Python – Parsing HTML rows into CSV


First off the html row looks like this:

<tr class="evenColor"> blahblah TheTextIneed blahblah and ends with </tr>

I would show the real html but I am sorry to say don't know how to block it. feels shame

Using BeautifulSoup (Python) or any other recommended Screen Scraping/Parsing method I would like to output about 1200 .htm files in the same directory into a CSV format. This will eventually go into an SQL database. Each directory represents a year and I plan to do at least 5 years.

I have been goofing around with glob as the best way to do this from some advice. This is what I have so far and am stuck.

import glob
from BeautifulSoup import BeautifulSoup

for filename in glob.glob('/home/phi/data/NHL/pl0708/pl02*.htm'):
#these files go from pl020001.htm to pl021230.htm sequentially
    soup = BeautifulSoup(open(filename["r"]))
    for row in soup.findAll("tr", attrs={ "class" : "evenColor" })

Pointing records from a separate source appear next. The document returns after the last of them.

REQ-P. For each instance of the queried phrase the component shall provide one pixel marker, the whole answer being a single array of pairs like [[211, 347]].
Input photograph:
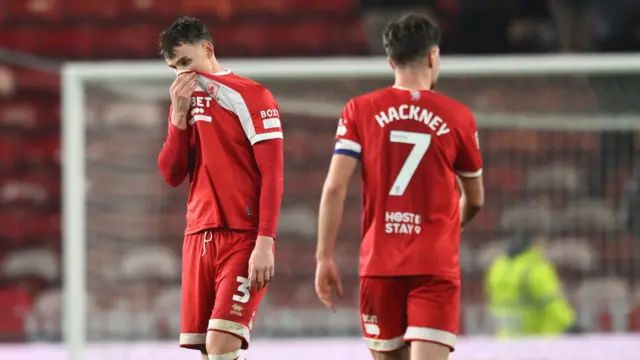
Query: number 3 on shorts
[[420, 144], [243, 288]]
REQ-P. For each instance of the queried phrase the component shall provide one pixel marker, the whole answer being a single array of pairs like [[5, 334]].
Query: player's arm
[[343, 164], [270, 159], [334, 193], [259, 117], [173, 161], [263, 128], [468, 167]]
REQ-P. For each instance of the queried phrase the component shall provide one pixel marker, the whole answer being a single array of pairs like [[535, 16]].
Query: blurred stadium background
[[560, 153]]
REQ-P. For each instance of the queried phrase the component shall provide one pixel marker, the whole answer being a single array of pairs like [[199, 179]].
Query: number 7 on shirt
[[421, 143]]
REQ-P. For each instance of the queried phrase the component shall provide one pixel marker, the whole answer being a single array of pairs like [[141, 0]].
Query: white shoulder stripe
[[345, 144], [233, 101], [470, 174]]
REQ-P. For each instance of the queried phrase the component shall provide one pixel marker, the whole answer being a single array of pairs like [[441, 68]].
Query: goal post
[[316, 88]]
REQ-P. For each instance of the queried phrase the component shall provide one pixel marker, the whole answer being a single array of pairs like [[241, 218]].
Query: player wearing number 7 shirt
[[225, 136], [413, 145]]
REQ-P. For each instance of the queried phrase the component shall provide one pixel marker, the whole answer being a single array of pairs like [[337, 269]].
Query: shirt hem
[[450, 275], [190, 230]]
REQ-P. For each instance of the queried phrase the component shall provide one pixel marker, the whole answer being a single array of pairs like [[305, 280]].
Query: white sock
[[229, 356]]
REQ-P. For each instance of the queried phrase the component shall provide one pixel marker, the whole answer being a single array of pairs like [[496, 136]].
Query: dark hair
[[410, 38], [185, 30]]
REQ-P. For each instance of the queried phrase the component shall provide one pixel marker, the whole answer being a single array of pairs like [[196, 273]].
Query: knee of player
[[228, 356], [222, 346]]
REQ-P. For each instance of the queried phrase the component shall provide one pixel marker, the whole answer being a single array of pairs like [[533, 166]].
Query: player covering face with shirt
[[225, 136], [413, 145]]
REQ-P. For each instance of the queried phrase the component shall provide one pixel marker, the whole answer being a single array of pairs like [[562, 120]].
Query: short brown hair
[[410, 38], [185, 30]]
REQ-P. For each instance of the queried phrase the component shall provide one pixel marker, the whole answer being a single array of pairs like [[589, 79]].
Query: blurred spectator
[[524, 292], [575, 23]]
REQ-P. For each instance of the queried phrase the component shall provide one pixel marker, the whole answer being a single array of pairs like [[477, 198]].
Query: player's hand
[[181, 90], [261, 263], [328, 279]]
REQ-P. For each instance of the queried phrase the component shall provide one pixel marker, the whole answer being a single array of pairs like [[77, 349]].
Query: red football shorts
[[215, 286], [400, 309]]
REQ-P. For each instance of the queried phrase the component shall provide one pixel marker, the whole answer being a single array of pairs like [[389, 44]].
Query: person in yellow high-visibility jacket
[[524, 293]]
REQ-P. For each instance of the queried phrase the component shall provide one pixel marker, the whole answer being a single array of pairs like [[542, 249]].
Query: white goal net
[[559, 136]]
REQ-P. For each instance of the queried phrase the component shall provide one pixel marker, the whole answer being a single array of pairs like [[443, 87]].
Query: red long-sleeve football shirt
[[232, 151]]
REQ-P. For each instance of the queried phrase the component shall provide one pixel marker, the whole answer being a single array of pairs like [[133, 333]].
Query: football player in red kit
[[413, 145], [225, 136]]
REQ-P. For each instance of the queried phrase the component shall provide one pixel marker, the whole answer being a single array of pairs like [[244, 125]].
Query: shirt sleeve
[[347, 138], [468, 161]]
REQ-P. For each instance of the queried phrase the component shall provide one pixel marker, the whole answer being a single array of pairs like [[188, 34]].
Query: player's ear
[[393, 67], [208, 47], [433, 57]]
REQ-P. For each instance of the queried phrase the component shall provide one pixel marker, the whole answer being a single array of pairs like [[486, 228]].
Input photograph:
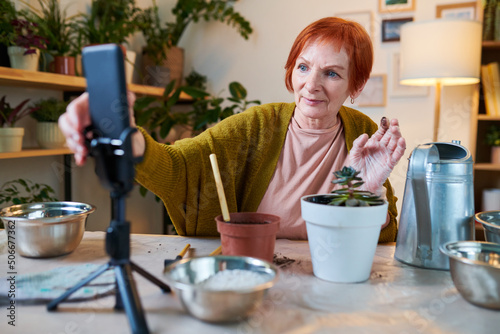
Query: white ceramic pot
[[495, 154], [342, 240], [11, 139], [48, 135], [23, 62]]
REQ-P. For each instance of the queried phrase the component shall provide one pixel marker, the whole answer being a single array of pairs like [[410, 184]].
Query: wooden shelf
[[483, 117], [487, 166], [491, 44], [35, 152], [45, 80]]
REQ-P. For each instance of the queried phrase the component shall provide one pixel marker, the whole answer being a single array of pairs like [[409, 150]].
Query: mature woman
[[272, 155]]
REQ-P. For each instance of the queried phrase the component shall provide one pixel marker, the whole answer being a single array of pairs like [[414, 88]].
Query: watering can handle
[[421, 157]]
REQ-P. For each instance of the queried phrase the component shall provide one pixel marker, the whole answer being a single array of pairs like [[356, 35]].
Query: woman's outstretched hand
[[77, 118], [376, 157]]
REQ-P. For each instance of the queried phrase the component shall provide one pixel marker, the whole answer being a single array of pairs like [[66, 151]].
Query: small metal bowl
[[475, 270], [46, 229], [491, 224], [186, 277]]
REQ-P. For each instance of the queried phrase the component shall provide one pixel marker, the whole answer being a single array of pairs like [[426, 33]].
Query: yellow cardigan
[[247, 146]]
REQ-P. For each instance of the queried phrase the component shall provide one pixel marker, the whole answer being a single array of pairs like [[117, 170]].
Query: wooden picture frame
[[391, 29], [366, 18], [394, 6], [375, 92], [398, 90], [465, 10]]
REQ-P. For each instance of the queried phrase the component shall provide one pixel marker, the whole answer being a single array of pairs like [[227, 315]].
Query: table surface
[[396, 299]]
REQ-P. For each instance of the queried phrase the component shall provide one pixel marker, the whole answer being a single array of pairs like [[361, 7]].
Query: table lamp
[[440, 52]]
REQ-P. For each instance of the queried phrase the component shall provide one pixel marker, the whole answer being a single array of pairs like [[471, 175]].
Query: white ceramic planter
[[342, 240], [23, 62], [48, 135], [11, 139]]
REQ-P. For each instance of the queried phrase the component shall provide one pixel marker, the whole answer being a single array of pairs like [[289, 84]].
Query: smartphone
[[103, 67]]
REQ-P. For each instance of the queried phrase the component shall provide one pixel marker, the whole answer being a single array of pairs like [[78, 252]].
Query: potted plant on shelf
[[11, 137], [158, 116], [46, 113], [20, 191], [23, 42], [109, 21], [493, 140], [163, 59], [56, 27], [343, 229]]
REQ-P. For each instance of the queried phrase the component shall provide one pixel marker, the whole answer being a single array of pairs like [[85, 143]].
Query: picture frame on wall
[[375, 92], [399, 90], [391, 29], [394, 6], [465, 10], [366, 18]]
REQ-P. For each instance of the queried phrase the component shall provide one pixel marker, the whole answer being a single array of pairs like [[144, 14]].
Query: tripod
[[117, 153]]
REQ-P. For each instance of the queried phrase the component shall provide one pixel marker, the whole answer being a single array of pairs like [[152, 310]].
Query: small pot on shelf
[[22, 61], [11, 139]]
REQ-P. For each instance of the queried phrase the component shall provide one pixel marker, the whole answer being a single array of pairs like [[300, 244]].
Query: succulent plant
[[348, 195]]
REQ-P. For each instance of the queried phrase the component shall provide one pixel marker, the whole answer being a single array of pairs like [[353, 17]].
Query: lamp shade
[[440, 51]]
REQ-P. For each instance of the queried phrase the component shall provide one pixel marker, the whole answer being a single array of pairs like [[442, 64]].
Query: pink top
[[305, 167]]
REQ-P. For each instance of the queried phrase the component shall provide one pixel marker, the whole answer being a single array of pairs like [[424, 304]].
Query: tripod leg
[[130, 299], [53, 303], [151, 278]]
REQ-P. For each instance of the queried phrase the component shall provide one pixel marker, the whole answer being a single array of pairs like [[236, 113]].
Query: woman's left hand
[[376, 157]]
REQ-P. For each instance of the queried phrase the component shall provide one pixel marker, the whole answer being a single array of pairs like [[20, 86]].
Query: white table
[[396, 299]]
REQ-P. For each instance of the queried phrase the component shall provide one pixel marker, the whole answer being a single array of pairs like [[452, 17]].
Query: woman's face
[[320, 81]]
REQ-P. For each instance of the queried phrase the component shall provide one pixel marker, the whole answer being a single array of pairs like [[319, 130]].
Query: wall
[[220, 53]]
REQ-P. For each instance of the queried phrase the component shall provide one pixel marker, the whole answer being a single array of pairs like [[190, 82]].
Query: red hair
[[341, 33]]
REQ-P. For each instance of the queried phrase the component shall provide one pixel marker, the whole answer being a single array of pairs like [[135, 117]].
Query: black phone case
[[103, 67]]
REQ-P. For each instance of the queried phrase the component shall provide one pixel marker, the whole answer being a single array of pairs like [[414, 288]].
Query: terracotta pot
[[21, 61], [249, 234], [63, 65]]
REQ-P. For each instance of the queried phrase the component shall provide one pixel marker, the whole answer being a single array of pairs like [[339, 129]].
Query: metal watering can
[[438, 204]]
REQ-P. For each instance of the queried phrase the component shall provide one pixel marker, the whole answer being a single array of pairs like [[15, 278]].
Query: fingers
[[72, 124], [382, 129]]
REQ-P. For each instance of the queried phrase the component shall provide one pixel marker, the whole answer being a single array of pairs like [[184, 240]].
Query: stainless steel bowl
[[46, 229], [475, 270], [186, 278], [491, 224]]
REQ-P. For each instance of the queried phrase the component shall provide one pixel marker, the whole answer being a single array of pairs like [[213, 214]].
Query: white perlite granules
[[236, 279]]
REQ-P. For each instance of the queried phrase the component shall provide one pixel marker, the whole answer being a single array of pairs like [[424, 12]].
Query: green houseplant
[[11, 137], [343, 228], [56, 27], [20, 191], [158, 116], [22, 38], [46, 113], [492, 139], [162, 49], [109, 21]]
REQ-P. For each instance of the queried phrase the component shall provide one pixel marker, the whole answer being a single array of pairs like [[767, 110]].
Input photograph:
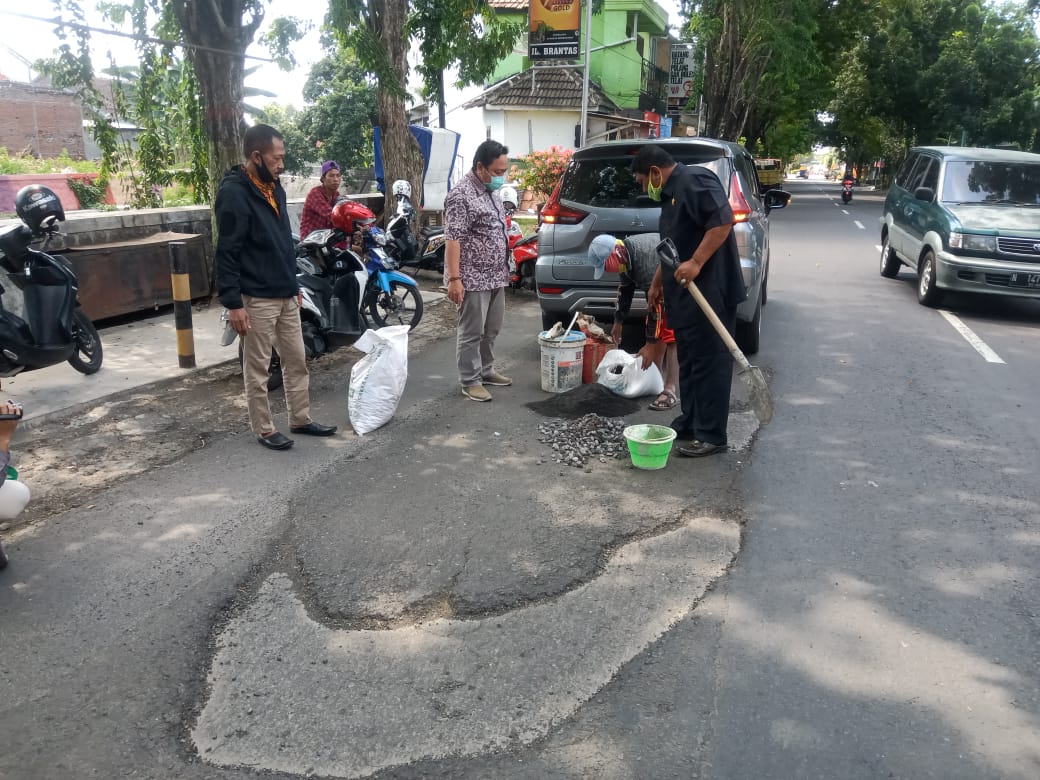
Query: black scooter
[[424, 252], [331, 284], [54, 329]]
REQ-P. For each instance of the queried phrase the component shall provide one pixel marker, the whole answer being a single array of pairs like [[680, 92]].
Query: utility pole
[[585, 76]]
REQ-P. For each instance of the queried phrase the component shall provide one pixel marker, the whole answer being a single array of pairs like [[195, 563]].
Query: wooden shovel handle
[[717, 323]]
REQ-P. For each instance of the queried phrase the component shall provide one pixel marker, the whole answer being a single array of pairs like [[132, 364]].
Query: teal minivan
[[965, 219]]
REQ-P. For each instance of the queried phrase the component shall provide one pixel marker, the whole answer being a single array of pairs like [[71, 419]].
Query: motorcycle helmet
[[509, 198], [352, 215], [39, 207]]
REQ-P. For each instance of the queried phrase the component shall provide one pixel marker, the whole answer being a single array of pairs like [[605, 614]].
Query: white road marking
[[981, 346], [290, 695]]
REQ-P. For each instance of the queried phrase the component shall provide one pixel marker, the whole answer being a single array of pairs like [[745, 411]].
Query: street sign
[[680, 74], [554, 28]]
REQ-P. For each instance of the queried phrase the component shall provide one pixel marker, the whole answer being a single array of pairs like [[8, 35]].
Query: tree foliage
[[937, 72], [463, 33], [342, 108]]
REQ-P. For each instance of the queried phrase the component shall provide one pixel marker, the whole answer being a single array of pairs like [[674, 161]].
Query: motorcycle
[[388, 296], [422, 252], [54, 329], [330, 311], [847, 190], [523, 252]]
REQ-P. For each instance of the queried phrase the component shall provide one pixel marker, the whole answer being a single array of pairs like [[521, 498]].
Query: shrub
[[91, 195], [541, 171]]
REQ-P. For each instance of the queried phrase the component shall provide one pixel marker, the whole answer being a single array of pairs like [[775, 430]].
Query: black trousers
[[705, 374]]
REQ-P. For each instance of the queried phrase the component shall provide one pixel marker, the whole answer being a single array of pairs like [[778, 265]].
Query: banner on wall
[[554, 29]]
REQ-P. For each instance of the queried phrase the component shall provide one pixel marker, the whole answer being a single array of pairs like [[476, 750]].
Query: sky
[[33, 40]]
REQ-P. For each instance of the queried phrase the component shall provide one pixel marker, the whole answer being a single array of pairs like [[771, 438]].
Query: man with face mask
[[476, 267], [256, 280], [697, 216]]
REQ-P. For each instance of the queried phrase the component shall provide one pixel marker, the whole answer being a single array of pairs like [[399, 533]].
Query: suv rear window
[[991, 182], [606, 181]]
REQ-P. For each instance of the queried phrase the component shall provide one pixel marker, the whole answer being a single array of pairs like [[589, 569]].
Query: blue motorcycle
[[391, 297], [388, 296]]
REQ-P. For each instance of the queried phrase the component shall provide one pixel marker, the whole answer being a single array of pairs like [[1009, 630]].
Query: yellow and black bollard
[[182, 304]]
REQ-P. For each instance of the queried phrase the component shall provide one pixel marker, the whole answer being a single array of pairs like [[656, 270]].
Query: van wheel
[[749, 334], [928, 292], [889, 262]]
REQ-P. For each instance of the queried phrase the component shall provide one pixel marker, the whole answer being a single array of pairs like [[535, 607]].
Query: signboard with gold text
[[554, 30]]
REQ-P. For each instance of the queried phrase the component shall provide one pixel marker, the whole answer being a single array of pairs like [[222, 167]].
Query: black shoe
[[698, 448], [313, 429], [276, 441]]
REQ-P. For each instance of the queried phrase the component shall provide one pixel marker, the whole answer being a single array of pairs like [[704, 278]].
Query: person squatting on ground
[[317, 207], [256, 279], [697, 216], [634, 259], [14, 495], [476, 267]]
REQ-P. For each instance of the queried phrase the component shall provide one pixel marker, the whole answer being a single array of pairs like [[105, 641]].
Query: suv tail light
[[555, 213], [742, 211]]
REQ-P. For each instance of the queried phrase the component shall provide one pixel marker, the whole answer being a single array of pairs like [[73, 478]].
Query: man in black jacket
[[696, 214], [256, 280]]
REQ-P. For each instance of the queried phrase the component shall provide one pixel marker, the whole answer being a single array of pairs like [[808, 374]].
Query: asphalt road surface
[[850, 594]]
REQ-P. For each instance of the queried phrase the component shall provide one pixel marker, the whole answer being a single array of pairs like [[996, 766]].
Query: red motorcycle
[[523, 252], [847, 185]]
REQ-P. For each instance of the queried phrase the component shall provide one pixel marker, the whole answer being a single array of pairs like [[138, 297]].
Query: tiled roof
[[544, 87]]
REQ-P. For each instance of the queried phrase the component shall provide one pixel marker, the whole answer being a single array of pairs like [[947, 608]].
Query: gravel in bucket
[[593, 398]]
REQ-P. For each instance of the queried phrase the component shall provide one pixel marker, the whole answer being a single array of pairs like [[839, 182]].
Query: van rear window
[[607, 182], [991, 182]]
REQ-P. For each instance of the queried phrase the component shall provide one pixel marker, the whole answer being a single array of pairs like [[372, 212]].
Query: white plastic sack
[[378, 380], [623, 373]]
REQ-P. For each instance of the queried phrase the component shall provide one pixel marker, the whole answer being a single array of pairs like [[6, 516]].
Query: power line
[[58, 22]]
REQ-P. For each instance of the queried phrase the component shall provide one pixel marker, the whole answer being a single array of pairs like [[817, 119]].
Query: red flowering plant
[[541, 171]]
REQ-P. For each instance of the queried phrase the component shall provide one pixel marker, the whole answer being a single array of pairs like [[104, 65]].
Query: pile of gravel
[[574, 442], [583, 399]]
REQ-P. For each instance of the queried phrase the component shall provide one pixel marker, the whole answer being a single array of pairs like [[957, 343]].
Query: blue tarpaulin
[[439, 150]]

I realize this is ugly but it's my first time attempting anything like this. This one problem has taken me months to get to this point after realizing that I don't have to manually go through thousands of files copy and pasting into excel. I have also realized that I can kick my computer repeatedly out of frustration and it still works (not recommended). I am getting close and I need to know what to do next to make those CSV files. Please help or my monitor finally gets hammer punched.

Best Solution

You need to import the csv module by adding import csv to the top of your file.

Then you'll need something to create a csv file outside your loop of the rows, like so:

writer = csv.writer(open("%s.csv" % filename, "wb"))

Then you need to actually pull the data out of the html row in your loop, similar to

values = (td.fetchText() for td in row)